In the cash equity segment, the average daily turnover (ADTV) fell 15 per cent year-on-year (Y-o-Y) to ₹99,622 crore on the NSE during 2025. This came as retail investors reduced trading intensity and diverted capital towards primary market issuances and mutual funds.
 
Monthly average investor count fell from 14 million in 2024 to 12 million in 2025. On the other hand, ADTV for exchange-traded funds (ETFs) jumped nearly 80 per cent to ₹2,510 crore.
 
The retail investor retreat allowed proprietary trading desks to increase their dominance. Their share of cash-market turnover rose for the third consecutive year to a 21-year high of 29.8 per cent on the NSE, data showed.
 
By contrast, individual investors’ share of cash-market activity fell to a decade-low of 33.5 per cent, reflecting a more risk-averse stance amid volatile markets.
 
NSE data showed that individual investors accounted for nearly 43 per cent of the overall contraction in cash-market turnover in 2025, underscoring the extent of their pullback.
 
Even proprietary traders, despite their record share, contributed about 24 per cent to the decline in turnover, highlighting that the slowdown was broad-based.
 
Institutional investors, however, moved in the opposite direction.
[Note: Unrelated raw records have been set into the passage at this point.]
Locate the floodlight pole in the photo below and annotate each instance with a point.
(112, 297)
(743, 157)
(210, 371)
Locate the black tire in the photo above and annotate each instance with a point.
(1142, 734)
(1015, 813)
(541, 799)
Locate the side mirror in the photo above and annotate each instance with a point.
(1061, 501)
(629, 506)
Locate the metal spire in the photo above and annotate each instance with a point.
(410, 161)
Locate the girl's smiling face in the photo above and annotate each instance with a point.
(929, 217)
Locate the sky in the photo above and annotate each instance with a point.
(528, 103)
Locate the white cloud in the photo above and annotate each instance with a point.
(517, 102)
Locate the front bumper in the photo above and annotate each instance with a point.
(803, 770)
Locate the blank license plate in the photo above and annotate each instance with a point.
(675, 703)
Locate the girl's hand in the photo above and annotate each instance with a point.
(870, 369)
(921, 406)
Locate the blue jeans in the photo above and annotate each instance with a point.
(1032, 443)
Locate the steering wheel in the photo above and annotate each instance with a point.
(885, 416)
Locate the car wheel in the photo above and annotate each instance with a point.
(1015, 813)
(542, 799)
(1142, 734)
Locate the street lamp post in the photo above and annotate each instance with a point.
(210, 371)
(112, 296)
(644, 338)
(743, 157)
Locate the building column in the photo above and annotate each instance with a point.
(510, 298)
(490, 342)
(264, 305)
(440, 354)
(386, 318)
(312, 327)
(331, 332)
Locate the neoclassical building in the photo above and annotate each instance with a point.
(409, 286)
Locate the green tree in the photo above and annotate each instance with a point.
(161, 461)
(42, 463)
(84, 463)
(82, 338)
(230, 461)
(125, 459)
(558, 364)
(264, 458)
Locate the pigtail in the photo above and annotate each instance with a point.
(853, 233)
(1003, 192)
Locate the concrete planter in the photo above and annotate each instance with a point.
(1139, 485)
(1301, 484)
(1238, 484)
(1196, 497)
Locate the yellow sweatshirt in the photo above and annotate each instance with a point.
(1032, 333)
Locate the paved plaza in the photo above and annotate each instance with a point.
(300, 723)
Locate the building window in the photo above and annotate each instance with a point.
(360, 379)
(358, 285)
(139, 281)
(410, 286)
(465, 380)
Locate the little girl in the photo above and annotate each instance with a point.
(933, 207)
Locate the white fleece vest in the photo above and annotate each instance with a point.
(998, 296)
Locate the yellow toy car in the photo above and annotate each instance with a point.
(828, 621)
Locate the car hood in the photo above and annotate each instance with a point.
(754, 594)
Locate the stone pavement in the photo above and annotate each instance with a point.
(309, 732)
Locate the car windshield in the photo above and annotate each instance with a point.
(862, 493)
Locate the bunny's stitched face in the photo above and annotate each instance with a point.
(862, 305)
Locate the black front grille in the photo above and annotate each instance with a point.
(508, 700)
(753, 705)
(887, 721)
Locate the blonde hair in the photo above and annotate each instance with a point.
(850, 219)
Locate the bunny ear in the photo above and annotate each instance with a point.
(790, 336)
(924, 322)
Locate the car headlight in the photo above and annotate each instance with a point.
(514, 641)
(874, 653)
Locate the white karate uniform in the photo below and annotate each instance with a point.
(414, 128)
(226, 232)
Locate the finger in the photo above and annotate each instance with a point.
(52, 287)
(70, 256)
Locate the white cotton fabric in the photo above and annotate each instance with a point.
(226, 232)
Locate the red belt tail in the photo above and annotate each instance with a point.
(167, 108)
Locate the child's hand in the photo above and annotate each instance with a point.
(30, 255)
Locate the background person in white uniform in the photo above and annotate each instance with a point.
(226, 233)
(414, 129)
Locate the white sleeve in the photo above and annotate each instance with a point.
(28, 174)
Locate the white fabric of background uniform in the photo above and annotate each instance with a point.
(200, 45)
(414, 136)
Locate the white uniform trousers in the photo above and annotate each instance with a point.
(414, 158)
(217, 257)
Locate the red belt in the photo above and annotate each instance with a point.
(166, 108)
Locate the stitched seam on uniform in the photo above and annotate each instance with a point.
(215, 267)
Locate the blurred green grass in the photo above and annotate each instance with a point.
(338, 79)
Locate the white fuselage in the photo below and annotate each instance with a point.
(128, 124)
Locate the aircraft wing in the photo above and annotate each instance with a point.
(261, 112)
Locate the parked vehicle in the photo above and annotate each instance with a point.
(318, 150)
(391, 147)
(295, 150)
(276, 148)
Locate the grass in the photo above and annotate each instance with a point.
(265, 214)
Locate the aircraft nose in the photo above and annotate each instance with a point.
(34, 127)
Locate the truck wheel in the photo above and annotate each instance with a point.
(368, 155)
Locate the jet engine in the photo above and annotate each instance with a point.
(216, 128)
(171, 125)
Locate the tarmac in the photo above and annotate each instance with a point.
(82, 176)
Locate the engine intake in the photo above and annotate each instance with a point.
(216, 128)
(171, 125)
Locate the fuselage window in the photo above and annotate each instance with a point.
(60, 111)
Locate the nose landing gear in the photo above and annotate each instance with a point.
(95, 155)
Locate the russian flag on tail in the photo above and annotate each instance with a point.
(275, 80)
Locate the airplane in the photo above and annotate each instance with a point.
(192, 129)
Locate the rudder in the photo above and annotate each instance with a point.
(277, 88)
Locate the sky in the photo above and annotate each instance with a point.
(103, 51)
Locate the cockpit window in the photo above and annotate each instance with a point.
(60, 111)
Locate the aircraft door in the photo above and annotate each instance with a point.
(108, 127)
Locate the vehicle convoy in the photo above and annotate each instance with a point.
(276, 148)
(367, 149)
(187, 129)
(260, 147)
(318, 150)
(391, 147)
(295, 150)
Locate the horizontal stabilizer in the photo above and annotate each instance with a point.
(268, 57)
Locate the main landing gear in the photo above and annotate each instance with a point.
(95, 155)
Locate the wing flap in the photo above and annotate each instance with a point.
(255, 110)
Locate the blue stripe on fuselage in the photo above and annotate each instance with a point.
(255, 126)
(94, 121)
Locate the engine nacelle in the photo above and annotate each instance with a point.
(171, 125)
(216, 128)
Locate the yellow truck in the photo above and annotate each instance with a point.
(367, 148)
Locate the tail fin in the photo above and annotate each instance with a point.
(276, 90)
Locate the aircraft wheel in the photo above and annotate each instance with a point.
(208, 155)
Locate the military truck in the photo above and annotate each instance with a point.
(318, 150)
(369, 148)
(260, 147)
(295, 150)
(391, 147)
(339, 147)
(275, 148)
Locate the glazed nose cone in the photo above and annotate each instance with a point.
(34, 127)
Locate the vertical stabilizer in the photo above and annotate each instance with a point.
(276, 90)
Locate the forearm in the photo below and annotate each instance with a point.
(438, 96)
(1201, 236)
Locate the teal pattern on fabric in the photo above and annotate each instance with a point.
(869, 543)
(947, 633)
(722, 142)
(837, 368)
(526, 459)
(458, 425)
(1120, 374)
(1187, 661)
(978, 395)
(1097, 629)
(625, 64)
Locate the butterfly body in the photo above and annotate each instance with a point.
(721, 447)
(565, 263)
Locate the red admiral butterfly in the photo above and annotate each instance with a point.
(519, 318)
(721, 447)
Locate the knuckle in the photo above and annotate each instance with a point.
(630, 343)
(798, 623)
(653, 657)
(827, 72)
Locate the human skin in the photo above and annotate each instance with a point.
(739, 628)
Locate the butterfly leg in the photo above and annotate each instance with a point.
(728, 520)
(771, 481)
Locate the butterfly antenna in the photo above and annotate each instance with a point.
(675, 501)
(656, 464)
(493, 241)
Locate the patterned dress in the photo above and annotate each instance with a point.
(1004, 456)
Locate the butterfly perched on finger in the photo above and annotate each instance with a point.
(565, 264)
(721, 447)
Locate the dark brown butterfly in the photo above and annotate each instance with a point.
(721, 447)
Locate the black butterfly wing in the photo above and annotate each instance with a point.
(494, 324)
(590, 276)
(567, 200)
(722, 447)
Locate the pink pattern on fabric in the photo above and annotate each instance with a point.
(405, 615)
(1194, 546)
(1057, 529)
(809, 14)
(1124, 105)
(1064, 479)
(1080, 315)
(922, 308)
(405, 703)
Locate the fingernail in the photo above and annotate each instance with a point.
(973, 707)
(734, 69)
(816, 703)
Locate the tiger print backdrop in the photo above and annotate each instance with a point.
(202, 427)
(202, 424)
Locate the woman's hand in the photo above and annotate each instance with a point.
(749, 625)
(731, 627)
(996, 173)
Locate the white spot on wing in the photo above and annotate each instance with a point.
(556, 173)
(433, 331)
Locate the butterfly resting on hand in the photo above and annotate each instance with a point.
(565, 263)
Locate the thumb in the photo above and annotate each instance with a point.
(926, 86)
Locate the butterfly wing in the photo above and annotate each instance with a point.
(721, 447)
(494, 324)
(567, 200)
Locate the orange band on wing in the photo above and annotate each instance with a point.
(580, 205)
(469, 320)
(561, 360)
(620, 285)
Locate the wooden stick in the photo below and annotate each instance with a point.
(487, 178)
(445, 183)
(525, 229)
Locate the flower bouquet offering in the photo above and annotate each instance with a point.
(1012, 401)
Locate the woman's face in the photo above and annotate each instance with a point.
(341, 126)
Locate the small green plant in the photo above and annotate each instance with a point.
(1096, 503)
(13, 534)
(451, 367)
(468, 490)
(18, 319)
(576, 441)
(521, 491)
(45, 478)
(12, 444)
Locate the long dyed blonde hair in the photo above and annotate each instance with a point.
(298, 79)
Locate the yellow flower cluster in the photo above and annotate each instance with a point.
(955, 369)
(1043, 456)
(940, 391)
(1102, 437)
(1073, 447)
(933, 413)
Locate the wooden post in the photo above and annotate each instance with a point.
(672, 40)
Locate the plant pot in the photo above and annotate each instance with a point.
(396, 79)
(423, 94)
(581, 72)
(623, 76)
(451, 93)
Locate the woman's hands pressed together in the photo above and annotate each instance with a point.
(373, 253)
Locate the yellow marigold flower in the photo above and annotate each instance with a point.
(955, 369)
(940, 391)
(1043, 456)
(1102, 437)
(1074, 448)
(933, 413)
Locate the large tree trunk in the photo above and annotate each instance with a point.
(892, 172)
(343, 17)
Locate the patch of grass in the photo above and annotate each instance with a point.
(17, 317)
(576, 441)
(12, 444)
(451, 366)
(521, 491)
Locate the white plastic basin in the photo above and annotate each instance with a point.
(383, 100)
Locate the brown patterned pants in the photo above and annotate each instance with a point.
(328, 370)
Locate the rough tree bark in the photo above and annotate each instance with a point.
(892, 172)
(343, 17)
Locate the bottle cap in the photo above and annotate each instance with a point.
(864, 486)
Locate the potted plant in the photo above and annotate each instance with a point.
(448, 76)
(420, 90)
Domestic institutional investors (DIIs) increased their share of cash-market turnover to a record 14.2 per cent, supported by steady systematic investment plan (SIP) inflows into mutual funds.
 
Foreign portfolio investors (FPIs) maintained a stable presence, with their share edging up to around 15 per cent, broadly in line with long-term averages.
 
Corporate participation continued to shrink, falling to an all-time low of 3.7 per cent and remaining below 5 per cent throughout the year. This reinforced the shift in activity towards proprietary desks and institutions.